How This Skill Works
The tool supports two creation methods: MCP (preferred) using typed parameters, or the tessl tile new CLI command with required flags. You provide a name, summary, absolute path, and content type (docs, rules, or skill details). It enforces absolute paths and workspace-prefix rules, then guides you through standard workflows to scaffold and lint the tile.
When to Use It
- You want to create a tile from scratch for a new deployment or workflow.
- You need to package existing docs into a tessl tile (Docs type).
- You want to convert a repo, package, or codebase into a tessl tile (From existing source).
- You require a tile.json configuration and a reproducible scaffold process.
- You want to validate and lint the tile after scaffolding using tessl tile lint.
Quick Start
- Step 1: Decide on creation method (MCP tool or tessl tile new CLI) and prepare your content type (Docs, Skills, or Rules).
- Step 2: Run the appropriate command with required flags (name, summary, workspace, path, and content type details).
- Step 3: Validate the result with tessl tile lint /absolute/path/to/tile and adjust as needed.
Best Practices
- Always use absolute paths for --path and store the tile's absolute path for consistency.

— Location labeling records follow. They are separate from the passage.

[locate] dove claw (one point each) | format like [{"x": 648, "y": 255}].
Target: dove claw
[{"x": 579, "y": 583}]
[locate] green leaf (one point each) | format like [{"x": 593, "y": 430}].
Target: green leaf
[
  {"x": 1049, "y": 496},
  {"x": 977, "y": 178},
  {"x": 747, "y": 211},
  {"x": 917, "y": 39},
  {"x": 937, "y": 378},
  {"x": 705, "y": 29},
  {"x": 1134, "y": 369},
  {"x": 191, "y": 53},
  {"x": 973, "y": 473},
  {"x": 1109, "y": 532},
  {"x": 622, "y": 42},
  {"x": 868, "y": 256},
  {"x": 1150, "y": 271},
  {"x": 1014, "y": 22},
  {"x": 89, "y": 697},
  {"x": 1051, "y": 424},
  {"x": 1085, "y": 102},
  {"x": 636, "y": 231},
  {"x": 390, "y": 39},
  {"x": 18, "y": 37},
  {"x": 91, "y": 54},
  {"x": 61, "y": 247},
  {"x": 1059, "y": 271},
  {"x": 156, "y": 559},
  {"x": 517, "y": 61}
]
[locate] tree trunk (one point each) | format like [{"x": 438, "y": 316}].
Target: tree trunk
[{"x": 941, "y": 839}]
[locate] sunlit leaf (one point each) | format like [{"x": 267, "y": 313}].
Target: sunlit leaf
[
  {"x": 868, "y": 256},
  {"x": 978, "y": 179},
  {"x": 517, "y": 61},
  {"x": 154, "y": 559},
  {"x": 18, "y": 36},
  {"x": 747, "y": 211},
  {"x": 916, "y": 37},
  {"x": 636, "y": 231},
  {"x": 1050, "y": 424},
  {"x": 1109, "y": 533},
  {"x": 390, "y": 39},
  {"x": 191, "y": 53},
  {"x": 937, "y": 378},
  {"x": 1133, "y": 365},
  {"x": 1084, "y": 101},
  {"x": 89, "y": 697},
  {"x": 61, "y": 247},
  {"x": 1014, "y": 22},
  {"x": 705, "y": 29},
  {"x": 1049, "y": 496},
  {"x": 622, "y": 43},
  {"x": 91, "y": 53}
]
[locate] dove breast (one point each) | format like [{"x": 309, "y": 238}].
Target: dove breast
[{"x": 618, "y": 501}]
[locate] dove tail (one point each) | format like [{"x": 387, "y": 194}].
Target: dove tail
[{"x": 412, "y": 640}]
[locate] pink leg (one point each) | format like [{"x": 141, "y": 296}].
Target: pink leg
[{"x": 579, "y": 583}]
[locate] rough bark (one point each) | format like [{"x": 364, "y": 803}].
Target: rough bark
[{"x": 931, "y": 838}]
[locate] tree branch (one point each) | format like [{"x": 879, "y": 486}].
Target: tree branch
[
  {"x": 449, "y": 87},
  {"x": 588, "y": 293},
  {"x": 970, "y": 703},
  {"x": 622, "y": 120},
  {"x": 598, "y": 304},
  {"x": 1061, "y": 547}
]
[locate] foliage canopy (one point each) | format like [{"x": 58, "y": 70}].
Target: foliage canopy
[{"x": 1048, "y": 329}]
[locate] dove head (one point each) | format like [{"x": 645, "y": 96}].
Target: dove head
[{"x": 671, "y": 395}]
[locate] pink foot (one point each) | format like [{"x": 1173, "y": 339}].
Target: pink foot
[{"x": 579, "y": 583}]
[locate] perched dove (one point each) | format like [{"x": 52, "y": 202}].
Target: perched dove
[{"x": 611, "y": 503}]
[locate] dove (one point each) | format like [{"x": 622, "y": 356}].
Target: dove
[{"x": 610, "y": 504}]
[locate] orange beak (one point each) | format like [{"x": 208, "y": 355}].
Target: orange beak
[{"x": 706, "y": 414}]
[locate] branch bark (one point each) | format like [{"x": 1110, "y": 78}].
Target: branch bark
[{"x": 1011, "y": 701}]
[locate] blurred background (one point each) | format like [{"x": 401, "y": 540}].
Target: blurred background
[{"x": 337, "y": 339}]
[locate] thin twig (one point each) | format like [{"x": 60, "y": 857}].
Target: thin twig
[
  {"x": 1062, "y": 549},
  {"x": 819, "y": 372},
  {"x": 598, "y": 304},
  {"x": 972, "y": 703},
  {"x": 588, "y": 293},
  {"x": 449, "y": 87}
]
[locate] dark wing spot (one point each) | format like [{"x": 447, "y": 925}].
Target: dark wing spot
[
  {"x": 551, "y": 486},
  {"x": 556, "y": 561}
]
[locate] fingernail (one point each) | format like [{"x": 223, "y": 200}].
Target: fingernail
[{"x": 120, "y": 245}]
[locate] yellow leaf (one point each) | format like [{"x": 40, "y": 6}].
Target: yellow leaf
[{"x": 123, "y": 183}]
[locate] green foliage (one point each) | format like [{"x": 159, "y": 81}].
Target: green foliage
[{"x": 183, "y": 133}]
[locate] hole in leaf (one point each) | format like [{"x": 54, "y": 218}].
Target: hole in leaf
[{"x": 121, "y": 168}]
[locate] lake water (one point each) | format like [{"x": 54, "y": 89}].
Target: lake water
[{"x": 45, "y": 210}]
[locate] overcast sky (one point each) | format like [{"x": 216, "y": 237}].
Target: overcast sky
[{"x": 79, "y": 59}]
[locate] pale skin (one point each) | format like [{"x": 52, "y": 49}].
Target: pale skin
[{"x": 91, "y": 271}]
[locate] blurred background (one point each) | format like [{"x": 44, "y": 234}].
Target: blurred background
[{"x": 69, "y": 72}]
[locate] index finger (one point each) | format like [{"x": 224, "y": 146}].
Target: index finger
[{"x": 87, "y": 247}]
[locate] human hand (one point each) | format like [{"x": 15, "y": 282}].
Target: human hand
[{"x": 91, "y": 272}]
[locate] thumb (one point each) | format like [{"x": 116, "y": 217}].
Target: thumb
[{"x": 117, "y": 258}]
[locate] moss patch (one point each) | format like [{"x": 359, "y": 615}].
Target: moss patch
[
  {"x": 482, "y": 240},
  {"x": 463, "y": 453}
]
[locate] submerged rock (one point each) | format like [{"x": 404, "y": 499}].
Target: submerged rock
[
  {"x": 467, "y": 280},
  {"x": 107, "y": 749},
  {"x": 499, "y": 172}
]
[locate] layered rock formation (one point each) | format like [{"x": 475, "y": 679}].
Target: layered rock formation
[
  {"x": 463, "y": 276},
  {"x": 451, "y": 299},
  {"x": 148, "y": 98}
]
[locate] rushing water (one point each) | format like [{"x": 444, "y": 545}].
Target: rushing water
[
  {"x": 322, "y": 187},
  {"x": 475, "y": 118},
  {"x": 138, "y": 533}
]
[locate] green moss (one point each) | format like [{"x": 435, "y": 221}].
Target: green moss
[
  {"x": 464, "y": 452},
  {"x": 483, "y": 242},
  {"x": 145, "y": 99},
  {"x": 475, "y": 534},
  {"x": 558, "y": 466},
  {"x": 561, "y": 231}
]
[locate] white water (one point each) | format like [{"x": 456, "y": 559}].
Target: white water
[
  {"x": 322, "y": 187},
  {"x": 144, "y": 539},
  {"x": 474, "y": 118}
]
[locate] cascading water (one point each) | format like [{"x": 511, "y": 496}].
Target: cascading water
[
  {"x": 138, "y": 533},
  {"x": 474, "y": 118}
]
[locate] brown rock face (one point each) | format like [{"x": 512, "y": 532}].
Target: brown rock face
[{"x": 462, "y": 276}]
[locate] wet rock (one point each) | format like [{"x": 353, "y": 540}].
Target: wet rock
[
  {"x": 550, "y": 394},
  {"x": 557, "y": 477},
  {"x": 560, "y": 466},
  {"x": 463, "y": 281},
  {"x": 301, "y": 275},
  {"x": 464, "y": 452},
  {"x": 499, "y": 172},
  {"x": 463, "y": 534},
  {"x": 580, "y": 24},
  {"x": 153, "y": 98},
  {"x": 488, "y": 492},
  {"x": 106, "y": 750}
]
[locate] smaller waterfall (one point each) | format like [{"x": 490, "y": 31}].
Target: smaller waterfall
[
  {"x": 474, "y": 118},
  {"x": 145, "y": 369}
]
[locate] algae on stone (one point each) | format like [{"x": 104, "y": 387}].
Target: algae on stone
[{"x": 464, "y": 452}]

- Classify content using the decision checklist: procedural steps = Skill, must-enforce constraints = Rule, reference material = Docs.
- Prefer the MCP tool (mcp__tessl__new_tile) when available to avoid prompts.
- If using the CLI, always pass --workspace and ensure it matches the prefix of --name.
- After scaffolding, run tessl tile lint on the absolute path to catch issues early.
Example Use Cases
- Create a deployment workflow tile from scratch for a new project.
- Tile existing API documentation into a Docs tile for quick reference.
- Convert a monorepo's build and test steps into a Skills tile with step-by-step procedures.
- Turn a security policy into a Rules tile to enforce constraints across agents.
- Tile an existing repo by generating separate tiles for each package using the From source workflow.